His fears made unable to be truly alive, or ‘awake,’ in the moment.
In the Biblical story, Jacob woke up after wrestling all night long and he was given a blessing — in the morning his name was changed from Jacob to Israel.
Scrooge woke up and he, too, felt blessed – he was a changed man, he ‘got it,’ as we say, he understood something that he never understood or appreciated before, which suggests a Buddhist kind of enlightenment – to be awake is to become the Buddha.

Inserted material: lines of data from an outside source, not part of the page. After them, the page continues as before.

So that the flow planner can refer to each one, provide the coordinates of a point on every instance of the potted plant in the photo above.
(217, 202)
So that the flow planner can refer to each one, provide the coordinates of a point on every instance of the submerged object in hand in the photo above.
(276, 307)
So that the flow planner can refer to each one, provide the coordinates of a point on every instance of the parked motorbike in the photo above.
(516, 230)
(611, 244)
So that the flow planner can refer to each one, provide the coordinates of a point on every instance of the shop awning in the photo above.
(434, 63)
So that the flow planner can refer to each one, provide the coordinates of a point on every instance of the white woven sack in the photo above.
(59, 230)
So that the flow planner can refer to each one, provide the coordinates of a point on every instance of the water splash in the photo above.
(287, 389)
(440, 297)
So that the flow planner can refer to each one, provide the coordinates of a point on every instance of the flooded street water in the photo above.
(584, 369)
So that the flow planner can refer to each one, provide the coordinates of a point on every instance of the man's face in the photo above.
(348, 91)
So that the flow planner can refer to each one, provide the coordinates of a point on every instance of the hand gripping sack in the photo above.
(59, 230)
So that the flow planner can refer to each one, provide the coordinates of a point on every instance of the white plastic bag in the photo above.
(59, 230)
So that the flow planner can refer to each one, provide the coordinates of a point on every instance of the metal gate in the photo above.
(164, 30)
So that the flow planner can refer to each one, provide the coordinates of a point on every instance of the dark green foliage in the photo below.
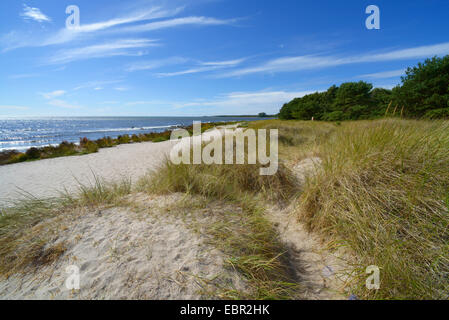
(425, 89)
(33, 153)
(424, 93)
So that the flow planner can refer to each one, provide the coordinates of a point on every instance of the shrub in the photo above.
(33, 153)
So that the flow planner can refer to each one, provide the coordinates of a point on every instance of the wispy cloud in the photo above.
(66, 35)
(10, 107)
(204, 67)
(155, 64)
(121, 88)
(384, 74)
(96, 84)
(53, 94)
(63, 104)
(253, 102)
(35, 14)
(23, 75)
(171, 23)
(289, 64)
(116, 48)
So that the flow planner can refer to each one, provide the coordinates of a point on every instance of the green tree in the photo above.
(425, 89)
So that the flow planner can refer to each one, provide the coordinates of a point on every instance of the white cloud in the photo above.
(23, 76)
(117, 48)
(171, 23)
(248, 102)
(66, 35)
(121, 89)
(384, 74)
(96, 84)
(53, 94)
(155, 64)
(34, 14)
(63, 104)
(11, 107)
(289, 64)
(204, 67)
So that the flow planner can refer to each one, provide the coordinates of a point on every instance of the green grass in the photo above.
(245, 235)
(383, 193)
(30, 224)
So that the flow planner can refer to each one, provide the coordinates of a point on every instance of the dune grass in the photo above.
(245, 235)
(29, 227)
(384, 194)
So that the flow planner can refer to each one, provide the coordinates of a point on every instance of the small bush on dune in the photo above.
(33, 153)
(106, 142)
(123, 139)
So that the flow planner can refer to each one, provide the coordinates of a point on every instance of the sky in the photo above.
(204, 57)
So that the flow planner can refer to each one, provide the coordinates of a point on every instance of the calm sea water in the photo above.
(21, 134)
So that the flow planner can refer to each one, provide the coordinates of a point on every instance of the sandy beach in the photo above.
(49, 177)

Scrooge woke up on Christmas Day, which suggests, to me, the deeper meaning of Christmas – it’s about a miraculous birth, your own, and a kind of rebirth, a chance to try again – to try living in the fullness of the time we’re given, which we need to experience again and again, in a lifelong process of liberating ourselves from regrets and fears – to live with regret is to be locked out of the moment; to live with fear is to be denied access to living as fully as it is possible to live.
Let’s look at the story again and see what has been added since last year’s exploration, what new insights jump out, what new meanings emerge from the sharp symbolism in the story of Scrooge’s ordeal and to see again why it touches the heart as well as my mind, and how it takes that combination of heart and mind to ignite the Holy Spirit, if you will, to be awake!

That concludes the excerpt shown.